About a month ago I was in Washington where I heard a congressman talk about whether a Trump administration might really push the senate to get rid of the Johnson Amendment. What does the Johnson Amendment do? It restricts any 501(c)3 nonprofit from engaging in meaningful political activity. The IRS explains:

Under the Internal Revenue Code, all section 501(c)(3) organizations are absolutely prohibited from directly or indirectly participating in, or intervening in, any political campaign on behalf of (or in opposition to) any candidate for elective public office. Contributions to political campaign funds or public statements of position (verbal or written) made on behalf of the organization in favor of or in opposition to any candidate for public office clearly violate the prohibition against political campaign activity.  Violating this prohibition may result in denial or revocation of tax-exempt status and the imposition of certain excise taxes.

Certain activities or expenditures may not be prohibited depending on the facts and circumstances.  For example, certain voter education activities (including presenting public forums and publishing voter education guides) conducted in a non-partisan manner do not constitute prohibited political campaign activity. In addition, other activities intended to encourage people to participate in the electoral process, such as voter registration and get-out-the-vote drives, would not be prohibited political campaign activity if conducted in a non-partisan manner.

On the other hand, voter education or registration activities with evidence of bias that (a) would favor one candidate over another; (b) oppose a candidate in some manner; or (c) have the effect of favoring a candidate or group of candidates, will constitute prohibited participation or intervention.

The first thing to understand is that the Johnson Amendment isn’t a law. It’s a senate-committee amendment to the federal tax code. It’s just a tax policy; easily changed.

The second thing to understand about the Johnson policy is that Lyndon Johnson pushed this through his senate committee in 1954 after narrowly winning re-election in Texas after he faced serious, nearly career-ending attacks from 501(c)3 nonprofits. This was created by a singular politician and very much motivated by his own self-interest.

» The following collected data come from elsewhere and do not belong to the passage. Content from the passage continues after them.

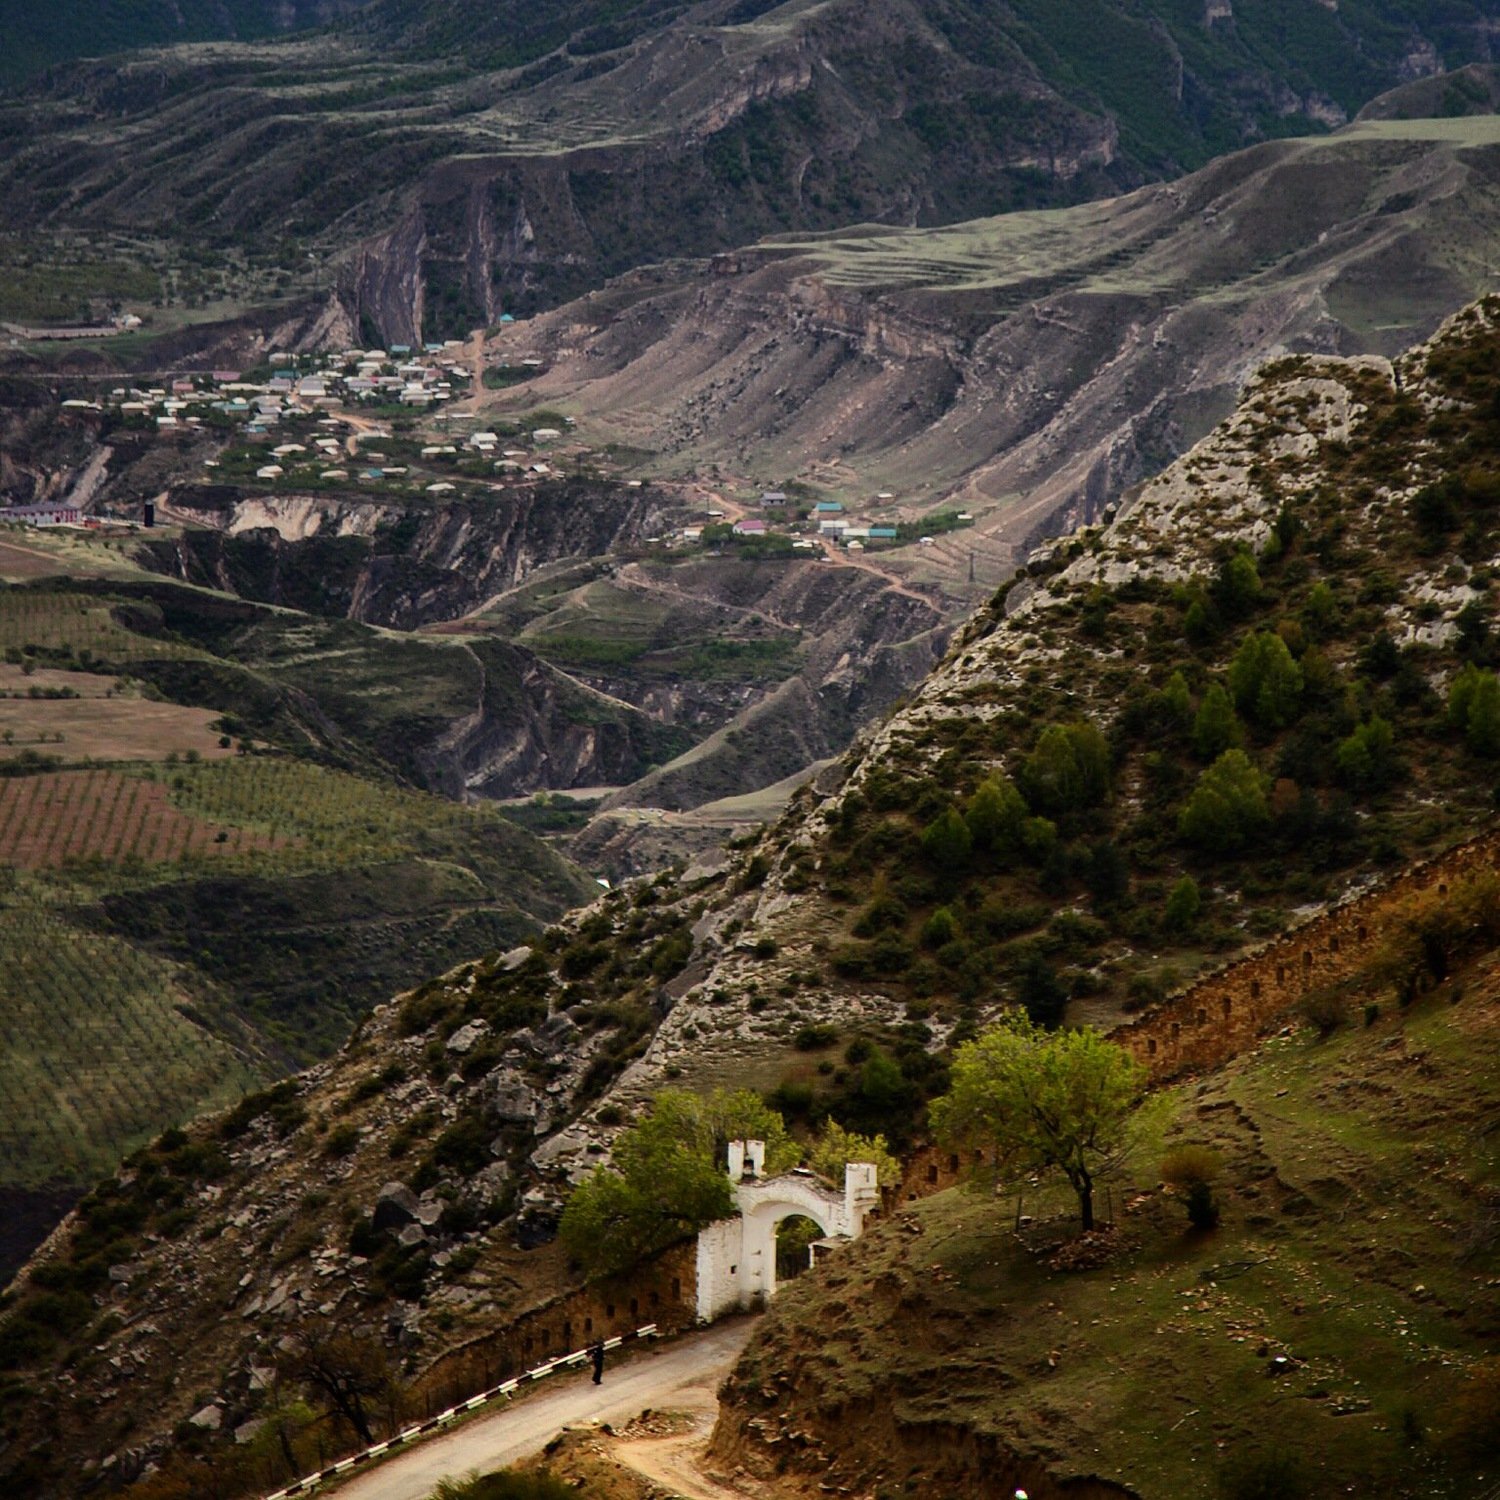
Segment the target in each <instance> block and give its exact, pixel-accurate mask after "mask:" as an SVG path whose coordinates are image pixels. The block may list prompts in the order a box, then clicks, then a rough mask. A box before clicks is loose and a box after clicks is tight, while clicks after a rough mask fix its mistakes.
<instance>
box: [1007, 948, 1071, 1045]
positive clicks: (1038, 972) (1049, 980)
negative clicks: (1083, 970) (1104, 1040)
mask: <svg viewBox="0 0 1500 1500" xmlns="http://www.w3.org/2000/svg"><path fill="white" fill-rule="evenodd" d="M1016 998H1017V999H1019V1001H1020V1002H1022V1010H1023V1011H1025V1013H1026V1014H1028V1017H1029V1019H1031V1020H1034V1022H1035V1023H1037V1025H1038V1026H1056V1025H1059V1023H1061V1022H1062V1013H1064V1008H1065V1007H1067V1004H1068V992H1067V990H1065V989H1064V987H1062V981H1061V980H1059V978H1058V971H1056V969H1053V966H1052V965H1050V963H1047V960H1046V959H1044V957H1043V956H1041V954H1040V953H1038V951H1037V950H1035V948H1032V950H1031V951H1029V953H1028V954H1026V957H1025V959H1023V960H1022V969H1020V983H1019V986H1017V990H1016Z"/></svg>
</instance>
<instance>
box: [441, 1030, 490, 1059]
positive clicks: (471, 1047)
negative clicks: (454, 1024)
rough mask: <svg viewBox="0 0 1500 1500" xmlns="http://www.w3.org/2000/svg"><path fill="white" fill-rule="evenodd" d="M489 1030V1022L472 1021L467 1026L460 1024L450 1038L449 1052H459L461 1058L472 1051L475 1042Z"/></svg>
mask: <svg viewBox="0 0 1500 1500" xmlns="http://www.w3.org/2000/svg"><path fill="white" fill-rule="evenodd" d="M487 1032H489V1023H487V1022H469V1023H468V1025H466V1026H460V1028H459V1029H458V1031H456V1032H455V1034H453V1035H452V1037H450V1038H449V1052H452V1053H458V1055H459V1056H460V1058H462V1056H463V1053H466V1052H469V1050H471V1049H472V1047H474V1044H475V1043H477V1041H478V1040H480V1038H481V1037H484V1035H486V1034H487Z"/></svg>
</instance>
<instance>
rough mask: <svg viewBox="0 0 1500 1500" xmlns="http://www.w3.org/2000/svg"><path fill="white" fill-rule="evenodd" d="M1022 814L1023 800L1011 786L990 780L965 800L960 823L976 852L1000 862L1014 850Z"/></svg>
mask: <svg viewBox="0 0 1500 1500" xmlns="http://www.w3.org/2000/svg"><path fill="white" fill-rule="evenodd" d="M1026 814H1028V808H1026V799H1025V798H1023V796H1022V793H1020V792H1017V790H1016V787H1014V786H1013V784H1011V781H1010V780H1008V778H1007V777H1004V775H992V777H987V778H986V780H983V781H981V783H980V786H978V787H977V789H975V793H974V796H971V798H969V801H968V804H966V807H965V810H963V820H965V823H968V826H969V837H971V840H972V841H974V847H975V849H977V850H980V852H981V853H989V855H995V856H999V858H1004V856H1007V855H1010V853H1014V850H1016V849H1017V847H1019V844H1020V840H1022V829H1023V826H1025V823H1026Z"/></svg>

The third thing to understand about the Johnson policy is that it’s a simple and straightforward violation of the First Amendment right to freedom of expression that applies to some (but not others!) simply based on their tax status. A nonprofit corporation is a still a corporation—a coming together of people to engage in public life and ultimately to influence its development in a certain direction. Like any other corporate or human activity. If Trump had the senate create a tax policy restricting the speech rights of Medicaid-eligible citizens, or granting speech rights (rights to libel or defame) to hedge fund managers, it would be immediately recognized for the obvious farce that it is. This farce exists today for every nonprofit from charity:water to United Way to your local church. A young Pell grant recipient in college doesn’t lose his right to give to a political candidate or publicly speak on behalf of a candidate. Neither should a corporation, regardless of tax status.

The fourth thing to understand about the Johnson policy (as Mark Kellner points out) is that it’s contrary to 165+ years of American experience that understood freedom of expression in a much simpler and less compromised way.

This anti-speech tax policy was created by a politician whose self-interest required muzzling nonprofits to ensure easier re-election. I’m hopeful it will be eliminated by a politician who now finds it in his self-interest to restore these simple speech rights.